• Sabtu, 18 April 2026

Bitcoin BTC Tembus Nilai Tertinggi Sepanjang Masa di Tengah Proyeksi Kemenangan Trump

Photo Author
Iqbal Marsya, Konteks.co.id
- Rabu, 6 November 2024 | 17:53 WIB
Menurut nilai tukar BTC/USDT pada platform perdagangan kripto Binance, harga Bitcoin meningkat sekitar 9,26%. Foto: Ist
Menurut nilai tukar BTC/USDT pada platform perdagangan kripto Binance, harga Bitcoin meningkat sekitar 9,26%. Foto: Ist

KONTEKS.CO.ID - Harga Bitcoin BTC telah melonjak hingga hampir USD75.000 atau setara Rp1,188 miliar di platform Binance.
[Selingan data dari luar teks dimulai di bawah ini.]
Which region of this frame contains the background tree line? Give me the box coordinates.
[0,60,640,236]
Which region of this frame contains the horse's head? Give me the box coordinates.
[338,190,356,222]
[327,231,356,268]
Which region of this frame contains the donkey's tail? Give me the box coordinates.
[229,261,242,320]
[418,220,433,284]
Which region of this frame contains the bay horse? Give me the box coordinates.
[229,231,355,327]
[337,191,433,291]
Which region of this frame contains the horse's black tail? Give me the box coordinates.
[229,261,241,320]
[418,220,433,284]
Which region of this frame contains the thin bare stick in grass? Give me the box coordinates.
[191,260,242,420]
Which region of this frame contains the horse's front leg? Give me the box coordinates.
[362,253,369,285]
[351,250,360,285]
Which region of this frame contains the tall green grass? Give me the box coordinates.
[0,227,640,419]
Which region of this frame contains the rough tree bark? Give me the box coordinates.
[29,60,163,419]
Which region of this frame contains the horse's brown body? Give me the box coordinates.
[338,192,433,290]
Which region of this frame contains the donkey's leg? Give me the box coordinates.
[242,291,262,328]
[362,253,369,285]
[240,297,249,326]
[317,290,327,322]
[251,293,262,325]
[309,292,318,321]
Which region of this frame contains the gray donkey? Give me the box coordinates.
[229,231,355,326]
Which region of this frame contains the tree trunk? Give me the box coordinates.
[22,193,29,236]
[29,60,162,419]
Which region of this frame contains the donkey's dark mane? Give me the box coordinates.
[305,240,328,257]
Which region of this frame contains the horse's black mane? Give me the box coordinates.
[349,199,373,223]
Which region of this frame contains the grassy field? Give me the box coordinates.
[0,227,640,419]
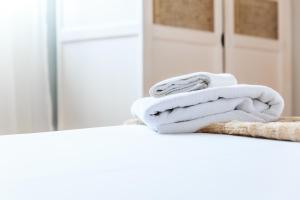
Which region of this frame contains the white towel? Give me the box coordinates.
[149,72,237,97]
[131,85,284,133]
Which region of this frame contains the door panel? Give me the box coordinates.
[225,0,291,114]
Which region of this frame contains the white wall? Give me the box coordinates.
[292,0,300,115]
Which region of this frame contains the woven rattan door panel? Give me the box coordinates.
[234,0,278,39]
[153,0,214,32]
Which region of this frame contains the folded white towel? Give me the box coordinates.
[149,72,237,97]
[132,85,284,133]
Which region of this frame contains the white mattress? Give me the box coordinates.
[0,126,300,200]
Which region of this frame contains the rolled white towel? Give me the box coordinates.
[149,72,237,97]
[131,85,284,133]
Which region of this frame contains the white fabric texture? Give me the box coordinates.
[0,0,52,134]
[149,72,237,97]
[131,85,284,133]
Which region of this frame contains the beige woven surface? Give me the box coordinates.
[125,117,300,142]
[234,0,278,39]
[153,0,214,31]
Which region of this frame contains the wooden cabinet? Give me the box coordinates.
[57,0,291,129]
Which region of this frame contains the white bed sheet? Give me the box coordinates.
[0,126,300,200]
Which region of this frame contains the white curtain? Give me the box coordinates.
[0,0,52,134]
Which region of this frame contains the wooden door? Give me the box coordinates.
[224,0,292,114]
[143,0,223,95]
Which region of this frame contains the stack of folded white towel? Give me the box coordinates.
[131,72,284,133]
Kenaikannya beriringan dengan proyeksi kemenangan Donald Trump di Pemilu AS 2024.

Menurut nilai tukar BTC/USDT pada platform perdagangan kripto Binance, harga Bitcoin meningkat sekitar 9,26%. Capaian ini memecahkan rekor sebelumnya sebesar USD73.778 (Rp1,169 miliar).

Pada satu titik pada hari Selasa 5 November 2024 kemarin, mata uang tersebut hampir mencapai Rp1,188 miliar sebelum akhirnya turun di kisaran USD74.200-74.300.

"Selain Bitcoin, mata uang kripto lainnya juga mengalami lonjakan harga, terutama koin Ethereum," tulis RT, Rabu 6 November 2024.

Lonjakan harga terjadi karena hasil pemungutan suara awal menunjukkan mantan Presiden AS Donald Trump kemungkinan akan mengamankan masa jabatan barunya di Gedung Putih. Ia terprediksi akan mengalahkan saingannya dari Partai Demokrat, Wakil Presiden AS Kamala Harris.

Selama kampanye, Trump berjanji untuk melindungi investor kripto dan bahkan menggunakan Bitcoin untuk membeli burger keju dan bir bagi para pendukungnya di sebuah bar di New York City.

Trump adalah petahana atau mantan presiden AS pertama yang melakukan pembayaran menggunakan mata uang kripto andalan tersebut.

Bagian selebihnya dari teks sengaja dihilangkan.